The intent behind Dynamic Line Ratings (DLR) is to reduce power prices and emissions by increasing transmission capacity. Thanks to more transmission capacity, lowest marginal cost generators can access a larger market, which brings down power prices on average. But how many lines should be covered by DLR to increase capacity between regions?
Our CTO Dr. Henri Manninen supervised an interesting MSc thesis at Taltech that investigated the bottlenecks between Estonia and Latvia over the course of the year 2023 based on actual power flow data from the transmission system operator (link). The results showed that around a quarter of the 330 kV lines were significantly limiting capacity over the year.
Congestion on these lines limits cross-border transmission capacity and therefore causes price differences between the two countries. With additional capacity on these limiting lines the power prices between Estonia and Latvia would equalize more often.
Dynamic Line Ratings need to cover every span
Overhead lines are composed of spans, which are the roughly 400 meter sections of hanging conductors between towers. Each of these power lines may be around 100 km long, so each line is actually composed of around 250 sections. The entire line is limited by its weakest section.
How many spans of each line would need to be covered by DLR to increase the capacity of the line? We investigated this on the basis of a power line in Estonia with 61 spans (link). The results showed that almost all of the spans limited capacity over a year in case of a new power line in which there are no clearance problems (blue bars in the bottom graph).
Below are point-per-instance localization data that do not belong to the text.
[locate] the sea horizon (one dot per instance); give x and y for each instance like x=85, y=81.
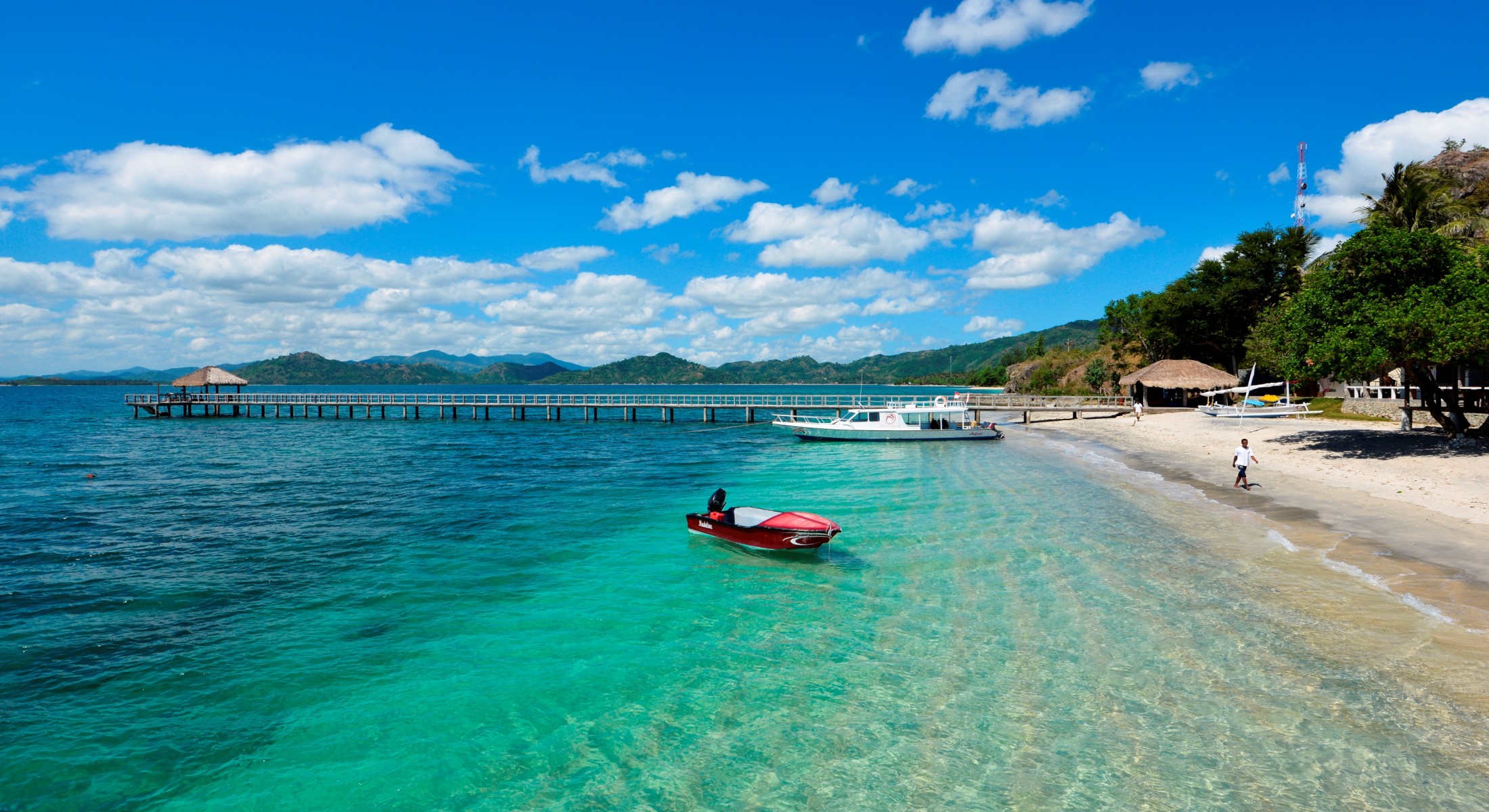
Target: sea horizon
x=225, y=614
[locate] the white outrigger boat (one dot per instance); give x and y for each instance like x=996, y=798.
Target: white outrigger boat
x=1268, y=406
x=895, y=421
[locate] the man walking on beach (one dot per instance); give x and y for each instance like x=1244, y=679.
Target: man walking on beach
x=1241, y=461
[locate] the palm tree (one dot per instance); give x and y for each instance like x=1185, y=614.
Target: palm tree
x=1419, y=197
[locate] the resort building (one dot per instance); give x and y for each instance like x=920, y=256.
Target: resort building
x=1174, y=382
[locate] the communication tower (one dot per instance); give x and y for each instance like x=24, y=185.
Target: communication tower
x=1299, y=204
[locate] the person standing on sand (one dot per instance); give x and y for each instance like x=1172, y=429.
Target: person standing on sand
x=1241, y=461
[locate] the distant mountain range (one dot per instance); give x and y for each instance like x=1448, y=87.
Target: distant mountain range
x=471, y=363
x=434, y=367
x=465, y=364
x=876, y=368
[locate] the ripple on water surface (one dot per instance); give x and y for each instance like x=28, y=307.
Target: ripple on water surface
x=321, y=614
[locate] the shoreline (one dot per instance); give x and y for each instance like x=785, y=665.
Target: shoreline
x=1427, y=550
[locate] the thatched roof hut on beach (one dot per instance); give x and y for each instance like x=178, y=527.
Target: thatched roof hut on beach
x=1172, y=380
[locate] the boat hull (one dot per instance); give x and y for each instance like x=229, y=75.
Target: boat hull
x=1257, y=411
x=760, y=538
x=832, y=434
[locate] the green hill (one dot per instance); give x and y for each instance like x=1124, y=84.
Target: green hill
x=505, y=371
x=644, y=368
x=879, y=368
x=950, y=364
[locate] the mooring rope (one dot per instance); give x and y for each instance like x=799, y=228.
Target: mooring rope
x=740, y=426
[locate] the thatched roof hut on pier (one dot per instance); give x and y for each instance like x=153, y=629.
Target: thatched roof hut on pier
x=1172, y=382
x=209, y=378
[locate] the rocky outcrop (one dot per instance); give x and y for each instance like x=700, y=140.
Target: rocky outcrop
x=1470, y=168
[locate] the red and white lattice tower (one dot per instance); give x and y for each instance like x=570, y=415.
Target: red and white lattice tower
x=1299, y=204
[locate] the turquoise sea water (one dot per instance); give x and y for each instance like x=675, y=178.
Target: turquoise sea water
x=492, y=616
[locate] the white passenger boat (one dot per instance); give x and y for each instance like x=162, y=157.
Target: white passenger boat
x=897, y=421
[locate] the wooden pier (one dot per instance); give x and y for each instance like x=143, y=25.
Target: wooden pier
x=547, y=406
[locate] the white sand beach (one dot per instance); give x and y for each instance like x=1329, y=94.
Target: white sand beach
x=1373, y=459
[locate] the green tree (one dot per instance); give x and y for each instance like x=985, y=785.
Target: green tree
x=1208, y=312
x=1125, y=328
x=1421, y=198
x=1096, y=374
x=1387, y=297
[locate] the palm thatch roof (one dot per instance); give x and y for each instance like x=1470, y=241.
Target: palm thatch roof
x=210, y=376
x=1180, y=374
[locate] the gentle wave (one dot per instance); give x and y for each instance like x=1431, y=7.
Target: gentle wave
x=1190, y=493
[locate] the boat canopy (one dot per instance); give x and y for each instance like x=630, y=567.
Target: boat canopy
x=1244, y=389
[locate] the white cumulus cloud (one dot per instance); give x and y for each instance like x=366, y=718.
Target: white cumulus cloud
x=1050, y=198
x=815, y=235
x=977, y=24
x=143, y=191
x=1214, y=252
x=1375, y=148
x=1165, y=76
x=1031, y=251
x=691, y=194
x=666, y=254
x=563, y=258
x=589, y=168
x=1007, y=108
x=776, y=303
x=907, y=187
x=924, y=212
x=992, y=327
x=1326, y=245
x=835, y=191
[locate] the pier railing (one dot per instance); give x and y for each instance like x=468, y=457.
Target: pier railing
x=526, y=400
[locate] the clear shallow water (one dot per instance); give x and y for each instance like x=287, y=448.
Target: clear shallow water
x=317, y=614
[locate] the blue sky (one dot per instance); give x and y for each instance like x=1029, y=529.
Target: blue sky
x=190, y=185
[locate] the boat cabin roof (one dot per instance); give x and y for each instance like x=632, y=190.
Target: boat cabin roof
x=903, y=409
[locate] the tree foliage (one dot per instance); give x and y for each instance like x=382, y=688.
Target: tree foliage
x=1208, y=312
x=1385, y=298
x=1421, y=198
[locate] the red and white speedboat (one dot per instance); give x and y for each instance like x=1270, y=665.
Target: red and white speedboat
x=761, y=528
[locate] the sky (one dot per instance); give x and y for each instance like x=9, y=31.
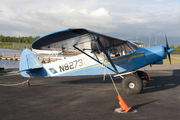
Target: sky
x=124, y=19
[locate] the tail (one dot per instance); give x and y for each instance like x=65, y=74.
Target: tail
x=29, y=63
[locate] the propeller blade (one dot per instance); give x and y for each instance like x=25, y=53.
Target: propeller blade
x=169, y=58
x=167, y=48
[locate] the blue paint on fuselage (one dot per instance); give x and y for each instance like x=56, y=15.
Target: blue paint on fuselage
x=140, y=58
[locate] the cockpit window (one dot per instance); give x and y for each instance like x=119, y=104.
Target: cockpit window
x=132, y=45
x=119, y=50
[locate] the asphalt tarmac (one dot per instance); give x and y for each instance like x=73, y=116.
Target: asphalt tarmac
x=90, y=98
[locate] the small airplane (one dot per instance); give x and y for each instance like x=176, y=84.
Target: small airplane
x=94, y=54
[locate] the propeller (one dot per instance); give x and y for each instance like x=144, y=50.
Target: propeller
x=167, y=48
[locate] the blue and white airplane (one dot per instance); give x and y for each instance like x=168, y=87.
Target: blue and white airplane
x=97, y=55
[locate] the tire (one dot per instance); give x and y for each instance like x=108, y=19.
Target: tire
x=144, y=77
x=132, y=84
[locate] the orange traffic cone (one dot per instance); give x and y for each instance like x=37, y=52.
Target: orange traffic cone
x=149, y=76
x=124, y=107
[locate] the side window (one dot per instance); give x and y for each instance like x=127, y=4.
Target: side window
x=120, y=50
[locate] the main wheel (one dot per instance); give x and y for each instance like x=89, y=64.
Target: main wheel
x=131, y=84
x=144, y=77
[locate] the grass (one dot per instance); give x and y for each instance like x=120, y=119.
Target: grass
x=7, y=45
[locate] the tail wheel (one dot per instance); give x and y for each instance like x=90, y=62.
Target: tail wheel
x=131, y=84
x=144, y=77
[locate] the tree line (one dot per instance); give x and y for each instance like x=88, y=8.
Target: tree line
x=176, y=48
x=27, y=40
x=30, y=40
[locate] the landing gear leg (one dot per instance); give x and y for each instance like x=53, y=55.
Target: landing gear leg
x=131, y=84
x=144, y=77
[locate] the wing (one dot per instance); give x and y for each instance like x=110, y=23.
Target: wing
x=64, y=40
x=79, y=40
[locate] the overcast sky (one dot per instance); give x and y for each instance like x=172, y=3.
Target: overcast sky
x=117, y=18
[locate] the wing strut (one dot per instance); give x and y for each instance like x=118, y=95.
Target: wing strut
x=104, y=50
x=93, y=58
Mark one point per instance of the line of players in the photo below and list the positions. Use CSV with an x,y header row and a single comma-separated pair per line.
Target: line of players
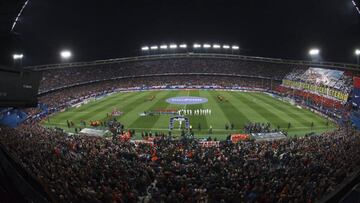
x,y
196,112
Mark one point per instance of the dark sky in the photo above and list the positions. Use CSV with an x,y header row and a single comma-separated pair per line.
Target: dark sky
x,y
116,28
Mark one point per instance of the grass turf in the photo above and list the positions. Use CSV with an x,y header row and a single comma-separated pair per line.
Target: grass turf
x,y
239,109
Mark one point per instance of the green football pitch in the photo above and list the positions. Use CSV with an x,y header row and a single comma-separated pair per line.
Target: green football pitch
x,y
238,108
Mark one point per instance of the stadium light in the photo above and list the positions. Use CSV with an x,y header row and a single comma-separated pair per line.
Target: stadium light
x,y
216,46
314,52
163,47
357,52
196,46
18,56
173,46
226,47
65,54
146,48
206,46
235,47
154,47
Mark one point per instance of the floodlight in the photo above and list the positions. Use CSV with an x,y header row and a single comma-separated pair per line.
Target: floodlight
x,y
206,46
226,47
196,46
234,47
314,52
173,46
357,52
66,54
17,56
154,47
216,46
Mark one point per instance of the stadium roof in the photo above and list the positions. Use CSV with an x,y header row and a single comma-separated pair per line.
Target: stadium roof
x,y
199,55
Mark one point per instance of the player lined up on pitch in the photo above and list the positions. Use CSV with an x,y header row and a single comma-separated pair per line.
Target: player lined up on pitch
x,y
195,112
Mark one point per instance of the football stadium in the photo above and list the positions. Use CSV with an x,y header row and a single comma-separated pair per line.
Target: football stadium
x,y
182,120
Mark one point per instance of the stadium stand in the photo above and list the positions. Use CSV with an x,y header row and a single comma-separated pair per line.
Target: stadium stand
x,y
78,168
82,168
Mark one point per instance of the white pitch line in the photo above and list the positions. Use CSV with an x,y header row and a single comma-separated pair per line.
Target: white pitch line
x,y
186,104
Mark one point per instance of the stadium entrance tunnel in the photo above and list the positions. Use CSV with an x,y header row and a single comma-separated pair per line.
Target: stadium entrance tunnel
x,y
187,100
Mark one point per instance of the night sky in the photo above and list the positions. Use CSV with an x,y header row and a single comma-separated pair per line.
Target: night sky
x,y
116,28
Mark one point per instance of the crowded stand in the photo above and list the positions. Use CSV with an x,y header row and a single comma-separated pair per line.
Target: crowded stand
x,y
74,167
60,77
75,94
78,168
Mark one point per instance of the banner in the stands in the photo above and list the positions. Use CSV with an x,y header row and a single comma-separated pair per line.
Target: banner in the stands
x,y
318,89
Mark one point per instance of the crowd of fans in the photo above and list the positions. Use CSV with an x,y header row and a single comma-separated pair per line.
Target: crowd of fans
x,y
338,80
62,98
61,77
78,168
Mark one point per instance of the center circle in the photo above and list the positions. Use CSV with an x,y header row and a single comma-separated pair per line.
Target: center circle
x,y
187,100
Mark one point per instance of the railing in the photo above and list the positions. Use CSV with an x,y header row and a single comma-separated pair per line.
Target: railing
x,y
199,55
151,75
The weather conditions on all of the spans would need to be monitored to maximize its capacity.
In the above graph, the blue bars show the frequency of occurrence of critical spans under the assumption that the maximum operating temperature of each span is 75 degrees Celsius. Almost all of the spans limit capacity in this case. The red bars show the frequency of occurrence of critical spans when the maximum operating temperature was identified based on LiDAR data. In the line we studied there were in fact significant clearance limits on five spans, so the number of limiting spans was less when accounting for this, but still roughly a fifth. The spans with clearance issues would benefit from refurbishment.
This shows that roughly a quarter of the network would need to be covered by DLR to increase capacity between the two countries - a quarter of the lines limit capacity at some point over the year and almost all of the spans do, under varying weather conditions. Installing sensors on a quarter of all towers would be practically infeasible. This is the fundamental reason why DLR should be done without sensors, on the basis of weather modeling.